Kaitlyn Lyle / Lantern reporter
The Cable-Satellite Public Affairs Network Road to the White House Campaign 2012 bus rolled into Ohio State’s Wexner Plaza Wednesday to promote knowledge about the 2012 election.
The bus travels around the country, bringing people information about C-SPAN’s coverage of the 2012 presidential election campaign. Inside the bus, there are interactive and multimedia activities that visitors can explore.
The bus visits high schools, middle schools and city halls as well as college campuses, said C-SPAN marketing representative Jennifer Curran.
C-SPAN is a non-profit organization, launched in 1979 and funded by the cable industry. Six cents are deducted from every cable subscriber’s bill and sent to fund C-SPAN’s coverage of politics. The company’s political coverage is unfiltered and without commentary, according to Curran.
“We are able to show commercial-free coverage because we don’t have to rely on advertising revenue,” Curran said.

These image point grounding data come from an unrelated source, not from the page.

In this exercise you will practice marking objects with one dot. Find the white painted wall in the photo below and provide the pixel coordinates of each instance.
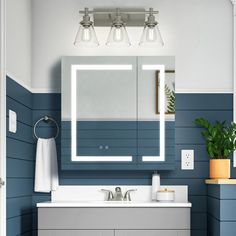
(18, 40)
(197, 32)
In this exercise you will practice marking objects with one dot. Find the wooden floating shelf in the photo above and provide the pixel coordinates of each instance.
(220, 181)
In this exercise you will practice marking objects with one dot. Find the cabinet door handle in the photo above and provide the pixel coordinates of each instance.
(2, 183)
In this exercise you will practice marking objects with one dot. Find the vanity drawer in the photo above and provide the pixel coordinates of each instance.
(152, 232)
(76, 233)
(114, 218)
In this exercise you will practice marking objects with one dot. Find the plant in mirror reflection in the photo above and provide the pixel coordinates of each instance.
(170, 96)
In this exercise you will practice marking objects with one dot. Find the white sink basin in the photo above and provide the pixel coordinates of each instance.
(113, 204)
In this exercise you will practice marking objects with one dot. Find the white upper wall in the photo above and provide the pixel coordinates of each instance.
(199, 33)
(18, 40)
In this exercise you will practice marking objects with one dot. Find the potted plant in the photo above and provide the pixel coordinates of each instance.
(220, 144)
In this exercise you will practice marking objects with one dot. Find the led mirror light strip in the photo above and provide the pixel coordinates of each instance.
(161, 68)
(74, 157)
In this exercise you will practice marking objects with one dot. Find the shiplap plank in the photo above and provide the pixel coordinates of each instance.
(17, 187)
(187, 118)
(18, 93)
(47, 101)
(17, 168)
(23, 133)
(20, 149)
(24, 113)
(38, 114)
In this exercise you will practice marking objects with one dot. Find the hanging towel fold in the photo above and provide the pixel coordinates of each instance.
(46, 168)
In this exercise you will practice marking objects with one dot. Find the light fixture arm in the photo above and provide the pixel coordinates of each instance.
(120, 11)
(86, 22)
(151, 22)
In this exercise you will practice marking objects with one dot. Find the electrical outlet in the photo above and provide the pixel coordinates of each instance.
(12, 121)
(187, 159)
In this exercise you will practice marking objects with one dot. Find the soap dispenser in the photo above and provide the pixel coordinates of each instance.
(155, 185)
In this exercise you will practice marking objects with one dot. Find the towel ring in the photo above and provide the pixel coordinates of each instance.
(46, 119)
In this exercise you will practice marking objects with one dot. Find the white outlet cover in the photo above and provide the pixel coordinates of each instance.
(12, 121)
(187, 159)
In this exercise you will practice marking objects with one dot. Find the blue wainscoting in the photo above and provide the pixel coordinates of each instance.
(221, 207)
(20, 162)
(187, 136)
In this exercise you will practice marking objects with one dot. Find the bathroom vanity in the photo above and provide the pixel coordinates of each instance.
(109, 220)
(112, 218)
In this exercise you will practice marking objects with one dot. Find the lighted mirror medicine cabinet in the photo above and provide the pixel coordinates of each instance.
(118, 113)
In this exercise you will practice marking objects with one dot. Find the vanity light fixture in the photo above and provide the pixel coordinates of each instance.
(118, 19)
(151, 34)
(118, 35)
(86, 35)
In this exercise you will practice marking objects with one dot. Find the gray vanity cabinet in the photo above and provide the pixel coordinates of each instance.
(76, 233)
(152, 233)
(109, 221)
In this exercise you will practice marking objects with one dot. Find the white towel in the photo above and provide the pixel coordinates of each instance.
(46, 169)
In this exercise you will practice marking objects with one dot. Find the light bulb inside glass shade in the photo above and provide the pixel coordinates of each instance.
(118, 37)
(151, 36)
(86, 36)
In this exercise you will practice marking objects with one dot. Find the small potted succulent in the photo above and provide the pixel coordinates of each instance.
(220, 144)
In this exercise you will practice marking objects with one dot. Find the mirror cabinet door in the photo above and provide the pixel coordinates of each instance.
(101, 119)
(111, 112)
(156, 98)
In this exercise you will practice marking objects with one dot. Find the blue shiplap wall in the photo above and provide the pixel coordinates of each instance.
(20, 162)
(187, 136)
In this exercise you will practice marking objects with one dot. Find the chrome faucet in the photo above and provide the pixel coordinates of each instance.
(118, 196)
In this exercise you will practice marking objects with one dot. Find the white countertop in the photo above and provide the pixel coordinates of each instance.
(113, 204)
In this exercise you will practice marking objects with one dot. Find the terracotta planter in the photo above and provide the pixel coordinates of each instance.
(220, 168)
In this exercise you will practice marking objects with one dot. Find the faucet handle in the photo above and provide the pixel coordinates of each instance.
(110, 195)
(127, 196)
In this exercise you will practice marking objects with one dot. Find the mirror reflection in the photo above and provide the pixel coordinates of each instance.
(111, 108)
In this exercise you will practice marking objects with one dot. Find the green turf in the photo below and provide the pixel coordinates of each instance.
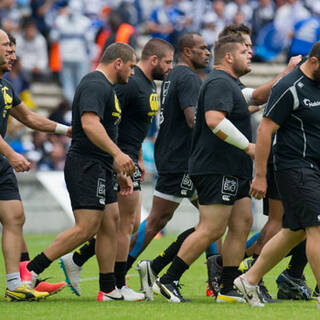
(65, 305)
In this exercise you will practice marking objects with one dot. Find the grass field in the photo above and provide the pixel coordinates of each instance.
(65, 305)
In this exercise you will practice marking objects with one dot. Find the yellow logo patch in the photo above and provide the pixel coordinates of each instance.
(7, 101)
(116, 113)
(154, 104)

This funding also pays for the interactive bus to tour around the country. There is no cost for people to participate in the bus program.
“As we move forward to election day and campaign events we’re going to be attending the Iowa caucus, New Hampshire primary debate convention, election day and Inauguration Day,” Curran said.

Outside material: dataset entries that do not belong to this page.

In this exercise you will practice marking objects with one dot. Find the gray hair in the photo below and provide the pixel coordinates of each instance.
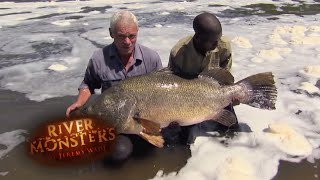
(125, 16)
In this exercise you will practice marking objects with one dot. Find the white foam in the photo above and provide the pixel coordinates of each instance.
(288, 140)
(242, 42)
(285, 50)
(63, 22)
(11, 140)
(4, 173)
(57, 67)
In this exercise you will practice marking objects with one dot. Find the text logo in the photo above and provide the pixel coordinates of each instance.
(71, 140)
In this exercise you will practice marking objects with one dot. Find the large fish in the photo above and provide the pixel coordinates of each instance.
(144, 104)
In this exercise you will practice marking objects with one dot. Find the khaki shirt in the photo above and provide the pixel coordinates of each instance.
(186, 60)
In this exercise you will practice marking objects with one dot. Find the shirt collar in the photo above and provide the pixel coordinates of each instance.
(137, 53)
(191, 45)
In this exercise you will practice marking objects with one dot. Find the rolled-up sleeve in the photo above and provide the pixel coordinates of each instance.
(158, 62)
(91, 79)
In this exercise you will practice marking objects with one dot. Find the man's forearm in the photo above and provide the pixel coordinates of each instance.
(83, 96)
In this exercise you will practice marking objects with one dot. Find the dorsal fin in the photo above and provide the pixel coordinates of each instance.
(223, 76)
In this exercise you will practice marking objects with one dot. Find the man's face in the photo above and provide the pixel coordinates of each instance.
(125, 37)
(206, 42)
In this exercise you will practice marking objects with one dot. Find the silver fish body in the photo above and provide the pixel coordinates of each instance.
(150, 102)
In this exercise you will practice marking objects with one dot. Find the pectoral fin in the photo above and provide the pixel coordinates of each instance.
(156, 140)
(148, 126)
(151, 132)
(226, 118)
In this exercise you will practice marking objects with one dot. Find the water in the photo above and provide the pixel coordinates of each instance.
(279, 36)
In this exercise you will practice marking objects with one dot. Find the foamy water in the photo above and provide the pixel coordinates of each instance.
(287, 45)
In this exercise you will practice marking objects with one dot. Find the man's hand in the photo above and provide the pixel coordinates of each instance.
(235, 102)
(71, 108)
(83, 96)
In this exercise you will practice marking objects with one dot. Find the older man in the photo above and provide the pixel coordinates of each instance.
(115, 62)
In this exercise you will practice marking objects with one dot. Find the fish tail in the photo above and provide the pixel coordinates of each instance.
(260, 91)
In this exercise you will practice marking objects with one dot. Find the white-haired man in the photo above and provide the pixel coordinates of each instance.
(115, 62)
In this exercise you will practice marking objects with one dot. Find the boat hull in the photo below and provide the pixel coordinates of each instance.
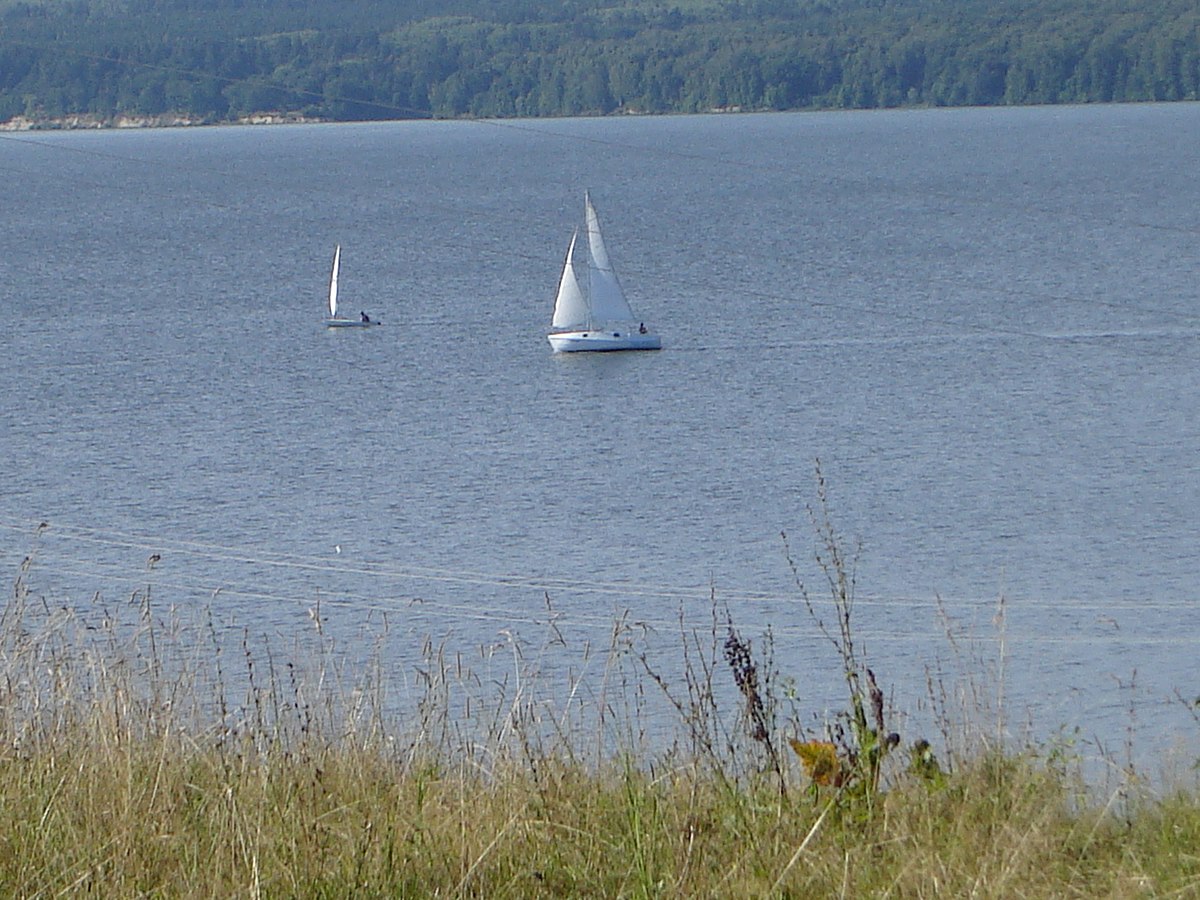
(603, 341)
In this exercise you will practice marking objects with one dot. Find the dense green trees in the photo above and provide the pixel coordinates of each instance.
(371, 59)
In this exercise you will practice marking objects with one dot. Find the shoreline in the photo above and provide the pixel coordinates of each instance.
(85, 121)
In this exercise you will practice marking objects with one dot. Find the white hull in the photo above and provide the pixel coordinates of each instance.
(601, 341)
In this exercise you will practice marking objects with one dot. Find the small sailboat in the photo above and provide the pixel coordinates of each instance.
(334, 321)
(600, 318)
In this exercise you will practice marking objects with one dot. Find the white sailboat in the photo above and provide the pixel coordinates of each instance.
(600, 318)
(334, 321)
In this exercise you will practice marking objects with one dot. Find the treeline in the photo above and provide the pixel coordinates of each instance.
(371, 59)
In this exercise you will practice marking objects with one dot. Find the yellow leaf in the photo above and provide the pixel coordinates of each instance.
(820, 759)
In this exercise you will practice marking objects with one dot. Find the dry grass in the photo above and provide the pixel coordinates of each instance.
(136, 762)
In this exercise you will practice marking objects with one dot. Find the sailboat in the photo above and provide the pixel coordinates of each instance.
(600, 318)
(334, 321)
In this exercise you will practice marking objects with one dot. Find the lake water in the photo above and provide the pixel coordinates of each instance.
(983, 323)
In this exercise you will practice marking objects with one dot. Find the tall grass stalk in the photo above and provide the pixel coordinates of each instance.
(145, 753)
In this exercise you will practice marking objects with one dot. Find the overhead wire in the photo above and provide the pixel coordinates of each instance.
(747, 604)
(533, 582)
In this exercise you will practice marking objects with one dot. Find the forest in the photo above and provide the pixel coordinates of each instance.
(225, 60)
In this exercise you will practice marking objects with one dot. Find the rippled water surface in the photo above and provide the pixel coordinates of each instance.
(983, 323)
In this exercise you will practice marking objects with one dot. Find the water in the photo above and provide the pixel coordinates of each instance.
(983, 323)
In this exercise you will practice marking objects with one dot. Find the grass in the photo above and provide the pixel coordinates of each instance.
(147, 757)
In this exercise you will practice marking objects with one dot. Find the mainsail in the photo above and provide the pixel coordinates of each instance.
(605, 297)
(333, 282)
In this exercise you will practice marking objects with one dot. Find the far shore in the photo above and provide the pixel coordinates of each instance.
(169, 120)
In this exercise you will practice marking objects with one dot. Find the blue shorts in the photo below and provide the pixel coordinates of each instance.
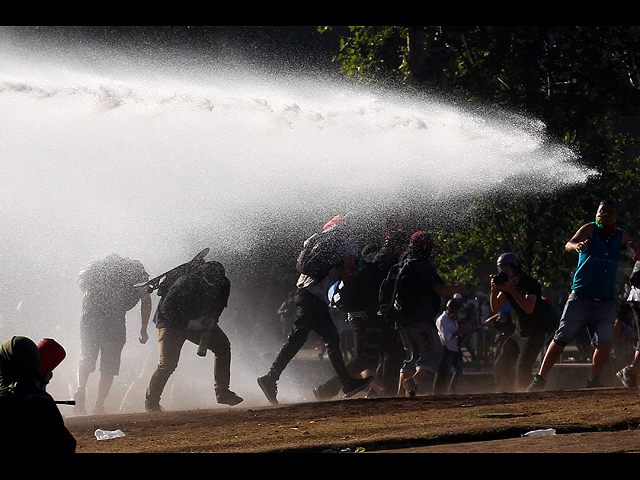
(596, 315)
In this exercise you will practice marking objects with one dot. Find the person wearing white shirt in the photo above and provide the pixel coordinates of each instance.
(449, 334)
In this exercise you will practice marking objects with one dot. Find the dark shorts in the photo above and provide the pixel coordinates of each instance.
(596, 315)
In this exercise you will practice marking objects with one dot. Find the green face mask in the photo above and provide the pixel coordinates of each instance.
(604, 221)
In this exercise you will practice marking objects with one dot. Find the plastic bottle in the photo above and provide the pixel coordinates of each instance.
(546, 432)
(108, 434)
(204, 343)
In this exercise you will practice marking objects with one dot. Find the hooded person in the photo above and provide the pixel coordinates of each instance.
(28, 414)
(189, 310)
(326, 257)
(417, 300)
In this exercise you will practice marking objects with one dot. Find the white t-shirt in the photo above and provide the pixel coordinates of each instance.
(446, 329)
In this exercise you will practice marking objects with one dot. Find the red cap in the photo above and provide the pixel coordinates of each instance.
(51, 355)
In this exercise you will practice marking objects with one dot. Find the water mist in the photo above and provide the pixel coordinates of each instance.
(156, 158)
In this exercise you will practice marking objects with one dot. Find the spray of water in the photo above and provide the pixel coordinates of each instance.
(156, 158)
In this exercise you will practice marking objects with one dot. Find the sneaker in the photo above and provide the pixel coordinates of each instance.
(269, 388)
(228, 398)
(355, 385)
(537, 384)
(410, 387)
(153, 408)
(595, 383)
(628, 377)
(78, 398)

The bus tours the country for 10 months, taking breaks around Christmas and in summer. Staffed by a crew of C-SPAN marketing representatives and a driver, crew members rotate every other week, according to Curran.
The bus program began in 1993. The Campaign 2012 bus, launched in August, is the third to tour the country; the first two have been retired.

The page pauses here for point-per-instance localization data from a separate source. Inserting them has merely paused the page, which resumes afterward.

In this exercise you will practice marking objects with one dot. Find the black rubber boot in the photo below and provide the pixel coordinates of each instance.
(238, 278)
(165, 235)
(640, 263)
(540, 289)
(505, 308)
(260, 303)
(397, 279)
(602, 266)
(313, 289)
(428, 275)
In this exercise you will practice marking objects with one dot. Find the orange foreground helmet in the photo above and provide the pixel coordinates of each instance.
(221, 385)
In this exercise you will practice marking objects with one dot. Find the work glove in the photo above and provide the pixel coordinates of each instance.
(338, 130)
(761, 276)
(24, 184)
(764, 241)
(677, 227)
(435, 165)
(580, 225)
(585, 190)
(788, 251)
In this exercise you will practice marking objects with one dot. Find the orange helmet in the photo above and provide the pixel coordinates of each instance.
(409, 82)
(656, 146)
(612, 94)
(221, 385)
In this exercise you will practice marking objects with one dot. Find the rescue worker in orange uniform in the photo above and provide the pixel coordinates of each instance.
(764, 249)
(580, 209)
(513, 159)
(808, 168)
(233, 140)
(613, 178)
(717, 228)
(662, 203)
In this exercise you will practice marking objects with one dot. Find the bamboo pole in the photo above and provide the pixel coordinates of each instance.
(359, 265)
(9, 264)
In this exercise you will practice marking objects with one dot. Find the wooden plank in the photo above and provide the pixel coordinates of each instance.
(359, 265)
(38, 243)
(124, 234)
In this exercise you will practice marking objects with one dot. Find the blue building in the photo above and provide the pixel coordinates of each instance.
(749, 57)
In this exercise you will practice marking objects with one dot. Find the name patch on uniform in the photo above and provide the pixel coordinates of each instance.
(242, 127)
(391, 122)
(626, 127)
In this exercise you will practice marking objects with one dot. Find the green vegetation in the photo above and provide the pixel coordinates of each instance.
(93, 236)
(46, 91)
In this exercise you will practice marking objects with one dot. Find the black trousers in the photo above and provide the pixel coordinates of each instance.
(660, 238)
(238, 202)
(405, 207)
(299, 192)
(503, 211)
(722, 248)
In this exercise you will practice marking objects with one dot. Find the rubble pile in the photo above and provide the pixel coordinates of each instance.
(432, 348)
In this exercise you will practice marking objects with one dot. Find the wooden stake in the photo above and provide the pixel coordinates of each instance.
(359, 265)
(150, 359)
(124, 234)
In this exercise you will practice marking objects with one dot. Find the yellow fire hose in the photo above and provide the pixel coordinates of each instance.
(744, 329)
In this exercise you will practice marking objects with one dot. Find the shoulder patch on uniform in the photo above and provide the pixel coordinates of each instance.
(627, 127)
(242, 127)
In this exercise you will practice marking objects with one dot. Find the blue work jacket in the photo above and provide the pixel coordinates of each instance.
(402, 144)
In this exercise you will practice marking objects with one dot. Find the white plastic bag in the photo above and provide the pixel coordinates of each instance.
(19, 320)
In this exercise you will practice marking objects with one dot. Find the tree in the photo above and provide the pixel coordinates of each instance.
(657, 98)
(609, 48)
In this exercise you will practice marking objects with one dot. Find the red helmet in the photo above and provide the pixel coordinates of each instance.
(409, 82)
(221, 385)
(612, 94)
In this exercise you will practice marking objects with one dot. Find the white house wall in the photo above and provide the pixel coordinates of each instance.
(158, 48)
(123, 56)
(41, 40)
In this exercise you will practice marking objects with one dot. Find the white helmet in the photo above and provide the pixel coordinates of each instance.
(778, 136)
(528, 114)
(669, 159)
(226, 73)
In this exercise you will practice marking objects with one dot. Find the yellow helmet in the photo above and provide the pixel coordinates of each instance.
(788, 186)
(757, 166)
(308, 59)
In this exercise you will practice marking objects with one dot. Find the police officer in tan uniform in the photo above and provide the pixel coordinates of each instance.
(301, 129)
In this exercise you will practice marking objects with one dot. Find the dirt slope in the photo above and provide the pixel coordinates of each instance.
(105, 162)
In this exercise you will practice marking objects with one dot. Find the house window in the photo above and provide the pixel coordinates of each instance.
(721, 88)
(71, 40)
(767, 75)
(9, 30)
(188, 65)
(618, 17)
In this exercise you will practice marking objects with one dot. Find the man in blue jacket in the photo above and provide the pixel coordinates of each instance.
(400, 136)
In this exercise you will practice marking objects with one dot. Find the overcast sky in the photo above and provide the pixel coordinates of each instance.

“(The bus) is always being current with what we’re focusing on promotional-wise. Right now it’s the White House Campaign 2012 bus and we decided to focus more on our resources and design the bus to be more interactive for visitors.” Curran said.
The front of the bus has three televisions playing various C-SPAN programming and four touch-screens that allow visitors to interact with C-SPAN’s online media content. In the back of the vehicle is an education center, with a smart board and seating, used mainly when the bus visits high schools and middle schools, said Steve Devoney, a C-SPAN media specialist.
Students who visited the bus took part in trivia quizzes on touch-screens about the branches of government and election procedures. They also explored online media on the smart board.
Other stations inside the bus included laptops with links to C-SPAN’s social media websites, online and broadcast coverage of the 2012 election process, C-SPAN’s history programming, and access to the company’s three radio stations via an iPad.
Garey Berry, a first-year graduate student, said he thought the C-SPAN radio application would be convenient to have on his iPad.
Ben Burgett, a first-year in business, said he usually reads the news instead of watching broadcast coverage, but liked the online resources he found while inside the multimedia bus.
“I kind of do a lot of online coverage tracking. I haven’t tracked a lot through C-SPAN at all, but so far I like what I’ve seen. Their timeline lets you track previous elections,” Burgett said.
The links to online C-SPAN resources like the online video archive caught students’ attention as well. The company’s video library has more than 170,000 hours of C-SPAN footage, dating back to 1987, according to Curran.
“It’s a great resource for college students for papers,” said Kabe Eichenauer, a first-year in education.
Eichenauer said he liked that he could read information on all the presidential candidates.
“Too many times, the media focuses on two or three candidates. Like right now, it seems like it’s Rick Perry and (Mitt) Romney. But this gives you a chance to look at everybody,” Eichenauer said.
Of course, the Campaign 2012 bus still has some time left before its run is over. The bus’ next stop is in Indiana, according to the C-SPAN’s website.
However, even with the interactive media coverage it provides for students, some still remain unsure of their political decisions.
“I haven’t totally chosen yet. It’s going to be a very intense primary race. Now that Florida’s pushing out their primary, New Hampshire and Iowa and all them are going to have a battle royale, so we’ll see how everything goes,” said Evin Bachelor, a first-year in political science.